Трудно сказать, сколько прошло времени - такое переживание не знает ни часов, ни минут. Почти стемнело. Сзади кто-то схватил руку с зажатым в ней браунингом и с какой-то шуткой быстро отвел ее в сторону. Два офицера из нашей сотни! Они подползли незаметно, пользуясь уже густыми сумерками... Один из них калмык, хорунжий Хараш- кин, а другой,- который и рассказал историю поисков - о нем речь будет впереди. Оттащили они меня немного и стали пробовать снять сапог, и здесь только я впервые ощутил боль: страшную, острую, режущую. Принесли носилки. Разрезали и стащили сапог. Нога как бы переломалась в голени. Наскоро перевязали и на носилках донесли до подводы... Какая-то хата - перевязочный пункт. Лежу на соломе на полу. Наконец, бегло осмотрели: раздробление обеих берцовых костей. Ногу положили в лубок из двух тонких досок. Большой надлом берцовой кости вышел наружу. Пуля, раздробив мою ногу, пронзила и сердце лошади. 

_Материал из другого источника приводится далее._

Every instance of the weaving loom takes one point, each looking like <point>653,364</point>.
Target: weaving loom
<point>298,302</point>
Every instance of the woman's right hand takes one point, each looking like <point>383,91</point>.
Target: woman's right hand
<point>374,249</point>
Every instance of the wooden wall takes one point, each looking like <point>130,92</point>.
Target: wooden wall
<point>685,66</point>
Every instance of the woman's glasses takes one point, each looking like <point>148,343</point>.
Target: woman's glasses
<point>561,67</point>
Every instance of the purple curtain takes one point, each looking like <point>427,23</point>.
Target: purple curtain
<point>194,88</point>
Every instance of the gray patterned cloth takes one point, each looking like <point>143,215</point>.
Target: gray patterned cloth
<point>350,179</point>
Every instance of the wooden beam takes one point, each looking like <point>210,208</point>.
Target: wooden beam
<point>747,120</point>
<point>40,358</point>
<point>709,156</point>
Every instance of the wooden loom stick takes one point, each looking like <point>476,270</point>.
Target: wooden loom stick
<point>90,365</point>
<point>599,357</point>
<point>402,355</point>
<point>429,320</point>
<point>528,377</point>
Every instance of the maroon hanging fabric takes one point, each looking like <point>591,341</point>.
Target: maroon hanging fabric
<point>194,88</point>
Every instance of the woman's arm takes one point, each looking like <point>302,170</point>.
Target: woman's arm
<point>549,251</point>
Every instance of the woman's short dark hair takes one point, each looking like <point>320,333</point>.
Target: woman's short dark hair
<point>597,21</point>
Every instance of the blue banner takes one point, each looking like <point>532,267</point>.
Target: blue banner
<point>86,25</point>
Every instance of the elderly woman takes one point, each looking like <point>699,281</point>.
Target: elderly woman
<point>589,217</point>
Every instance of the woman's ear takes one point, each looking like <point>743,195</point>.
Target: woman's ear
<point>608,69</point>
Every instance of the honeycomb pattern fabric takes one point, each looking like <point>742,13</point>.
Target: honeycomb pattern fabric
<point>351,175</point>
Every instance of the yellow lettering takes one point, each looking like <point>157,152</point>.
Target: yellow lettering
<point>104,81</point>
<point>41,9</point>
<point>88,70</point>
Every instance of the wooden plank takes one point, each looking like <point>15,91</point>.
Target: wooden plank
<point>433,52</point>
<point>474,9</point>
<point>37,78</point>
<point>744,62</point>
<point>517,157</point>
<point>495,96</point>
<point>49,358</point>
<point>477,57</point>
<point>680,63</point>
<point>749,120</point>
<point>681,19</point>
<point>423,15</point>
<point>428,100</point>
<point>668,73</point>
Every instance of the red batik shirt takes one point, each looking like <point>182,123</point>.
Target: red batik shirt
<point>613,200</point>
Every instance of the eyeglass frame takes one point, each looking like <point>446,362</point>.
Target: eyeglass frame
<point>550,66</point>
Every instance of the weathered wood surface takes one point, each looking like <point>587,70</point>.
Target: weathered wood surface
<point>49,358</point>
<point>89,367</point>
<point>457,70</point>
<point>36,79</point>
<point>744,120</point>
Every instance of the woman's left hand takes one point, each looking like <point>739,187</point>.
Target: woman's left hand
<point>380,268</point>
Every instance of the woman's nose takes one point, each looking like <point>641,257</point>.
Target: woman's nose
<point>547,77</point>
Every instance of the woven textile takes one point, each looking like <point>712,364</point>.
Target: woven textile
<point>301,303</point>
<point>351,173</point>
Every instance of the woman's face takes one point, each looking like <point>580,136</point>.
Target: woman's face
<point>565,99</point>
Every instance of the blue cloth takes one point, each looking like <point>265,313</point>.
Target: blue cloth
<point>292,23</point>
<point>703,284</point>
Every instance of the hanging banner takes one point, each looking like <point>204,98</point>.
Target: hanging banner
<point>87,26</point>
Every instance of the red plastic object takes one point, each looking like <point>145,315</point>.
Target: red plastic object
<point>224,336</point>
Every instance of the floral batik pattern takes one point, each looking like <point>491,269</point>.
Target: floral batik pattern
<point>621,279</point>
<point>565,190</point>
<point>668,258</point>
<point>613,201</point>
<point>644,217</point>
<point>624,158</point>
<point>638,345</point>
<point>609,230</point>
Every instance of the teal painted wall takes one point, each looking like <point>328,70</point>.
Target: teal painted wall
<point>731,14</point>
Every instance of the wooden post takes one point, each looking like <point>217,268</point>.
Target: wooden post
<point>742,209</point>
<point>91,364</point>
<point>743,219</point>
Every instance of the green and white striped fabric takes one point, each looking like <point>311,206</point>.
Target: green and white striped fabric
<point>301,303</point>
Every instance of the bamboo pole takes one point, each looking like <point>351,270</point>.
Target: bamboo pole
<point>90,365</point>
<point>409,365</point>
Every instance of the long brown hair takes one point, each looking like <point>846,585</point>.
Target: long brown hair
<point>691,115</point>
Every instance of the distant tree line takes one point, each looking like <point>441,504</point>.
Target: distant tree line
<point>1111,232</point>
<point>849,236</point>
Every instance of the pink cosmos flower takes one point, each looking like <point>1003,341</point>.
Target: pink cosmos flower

Рано утром уложили меня на подводу, объявив, что везут нас в Ставрополь и что большая часть ДОРОГИ идет вдоль фронта, а поэтому всем могущим владеть оружием были выданы винтовки. Наш караван состоял более, чем из десятка подвод. Сухая, но ухабистая дорога, при быстрой езде на каждой встряске вызывала такую острую боль, что в голове мутнели. Но надо было спешить, чтобы ночь не застала нас в дороге. Волнения, вызываемые необеспеченностью дороги, боль, обратившаяся в продолжительное мученье, - не передать словами! Уже поздно вечером въехали мы, наконец, в Ставрополь. Этого города я совсем не знал. Истинные адские муки начались, когда мы стали подниматься по улице, мощеной крупным булыжником. К несчастью, ехать пришлось долго. И теперь дрожь пробегает по телу при том тягостном воспоминании - тогда я и плакал, и ругался. 

В госпитале сейчас же взяли на перевязку. Нога чудовищно вспухла. Женщина-врач сперва заявила, что у меня торчит наружу застрявшая пуля. Пришлось сказать, что пулю следует искать в убитой ею лошади. Утром началась погрузка в поезд для отправки в тыловой госпиталь. 

Только на четвертый день попал я в Ейский госпиталь на операцию. Делал ее молодой симпатичный врач, доктор Фокин. Нога моя еще больше распухла и посинела, представляя собой большую темную колоду. Кончилась моя фронтовая жизнь - началась лазаретная. На операцию я шел с большим опасением, ибо вид ноги не обещал ничего доброго, а спросить доктора, что он собирается с ней делать, как-то не решался, да и не сказал бы он мне. Под маской досчитал я до 20-ти и "провалился". Проснулся я, когда меня везли обратно в палату. 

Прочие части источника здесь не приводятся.